Education In recent years Qatar has placed great emphasis on education. Citizens are required to attend government provided education from kindergarten through high school. Qatar University was founded in 1973. More recently, with the support of the Qatar Foundation, some major American Universities like Carnegie Mellon University Georgetown University School of Foreign Service. Texas A&M University. The Emir’s second wife, Her Highness Sheikha Mozah Bint Nasser Al-Missned, has been instrumental in new education initiatives in Qatar. She chair the Qatar Foundation, sits on the board of Qatar’s Supreme Education Council, and is a major driving force behind the importation of Western expertise into the education system, particularly at the college level.
Health care Hamad Medical Corporation (HMC) is the premier non- profit health care provider in Doha, established by the Emiri decree in 1979,HMC manages four highly specialized hospitals. These hospitals are quite sophisticated by the standards of the region, with most hosting advanced MRI and other scanning machines. Most of them have many patients affected by Down syndrome and other mental illnesses caused by the high rate of cousin marriage In the country. Qatar has among the highest rates in the world for obesity, diabetes and genetic disorders. Some big clan don’t allow marriage outside their family.

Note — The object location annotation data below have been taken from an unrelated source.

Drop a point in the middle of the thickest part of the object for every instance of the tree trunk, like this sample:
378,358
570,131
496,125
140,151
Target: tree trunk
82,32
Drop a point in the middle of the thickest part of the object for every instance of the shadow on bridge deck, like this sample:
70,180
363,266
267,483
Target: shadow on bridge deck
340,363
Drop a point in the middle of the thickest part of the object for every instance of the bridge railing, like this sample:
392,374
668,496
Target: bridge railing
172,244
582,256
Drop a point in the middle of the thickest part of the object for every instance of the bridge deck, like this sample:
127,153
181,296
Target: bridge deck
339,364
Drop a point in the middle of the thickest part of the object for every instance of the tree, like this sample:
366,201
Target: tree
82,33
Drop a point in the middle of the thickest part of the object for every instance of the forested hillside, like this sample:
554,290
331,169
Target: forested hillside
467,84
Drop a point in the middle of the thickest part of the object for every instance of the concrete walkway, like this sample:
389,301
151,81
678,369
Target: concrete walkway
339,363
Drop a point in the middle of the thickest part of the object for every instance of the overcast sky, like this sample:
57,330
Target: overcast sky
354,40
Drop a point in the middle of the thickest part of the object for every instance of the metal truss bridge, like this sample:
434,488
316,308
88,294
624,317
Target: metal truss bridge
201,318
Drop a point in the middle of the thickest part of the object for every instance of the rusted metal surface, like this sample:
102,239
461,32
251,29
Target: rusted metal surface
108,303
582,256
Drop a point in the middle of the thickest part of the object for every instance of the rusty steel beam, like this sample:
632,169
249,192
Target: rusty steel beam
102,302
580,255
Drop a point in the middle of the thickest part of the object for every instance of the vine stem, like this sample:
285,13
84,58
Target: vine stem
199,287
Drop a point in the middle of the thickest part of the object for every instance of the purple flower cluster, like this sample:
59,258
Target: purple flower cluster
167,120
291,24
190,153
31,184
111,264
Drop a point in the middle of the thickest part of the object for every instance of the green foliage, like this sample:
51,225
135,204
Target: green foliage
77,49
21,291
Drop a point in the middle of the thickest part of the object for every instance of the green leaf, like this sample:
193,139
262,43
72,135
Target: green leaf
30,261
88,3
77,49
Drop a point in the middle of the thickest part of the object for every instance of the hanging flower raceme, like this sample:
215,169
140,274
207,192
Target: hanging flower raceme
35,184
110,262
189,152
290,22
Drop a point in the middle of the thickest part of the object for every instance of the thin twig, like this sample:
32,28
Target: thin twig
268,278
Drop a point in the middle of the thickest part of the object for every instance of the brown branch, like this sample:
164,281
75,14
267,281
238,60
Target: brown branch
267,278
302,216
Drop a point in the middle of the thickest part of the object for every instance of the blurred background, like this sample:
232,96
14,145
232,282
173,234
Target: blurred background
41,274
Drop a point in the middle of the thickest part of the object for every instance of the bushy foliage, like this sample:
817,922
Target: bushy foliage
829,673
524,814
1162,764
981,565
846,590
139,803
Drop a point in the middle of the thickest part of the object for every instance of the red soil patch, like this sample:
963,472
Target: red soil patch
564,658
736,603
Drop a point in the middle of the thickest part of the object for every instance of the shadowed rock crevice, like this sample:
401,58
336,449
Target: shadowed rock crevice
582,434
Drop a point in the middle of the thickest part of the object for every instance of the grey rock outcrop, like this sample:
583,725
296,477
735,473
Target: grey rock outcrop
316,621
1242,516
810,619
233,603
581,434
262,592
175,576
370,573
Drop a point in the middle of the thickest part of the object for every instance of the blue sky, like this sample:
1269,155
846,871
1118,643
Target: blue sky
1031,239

Communications Qatar has a modern telecommunication system centered in Doha. Qatar today is the monthly business magazine in the country. It is published by Oryx Advertising, which is the largest Magazine publisher in Qatar. Human rights Qatar is destination country for men and women from South and Southeast Asia who migrate willingly, but are subsequently trafficked into involuntary servitude as domestic workers and laborers, and, to a lesser extent, commercial sexual exploitation. According to the Trafficking in persons report by US State Department, men and women who are lured into Qatar by promises of high wages are often into underpaid labor. Many of these people are commonly known as peasants.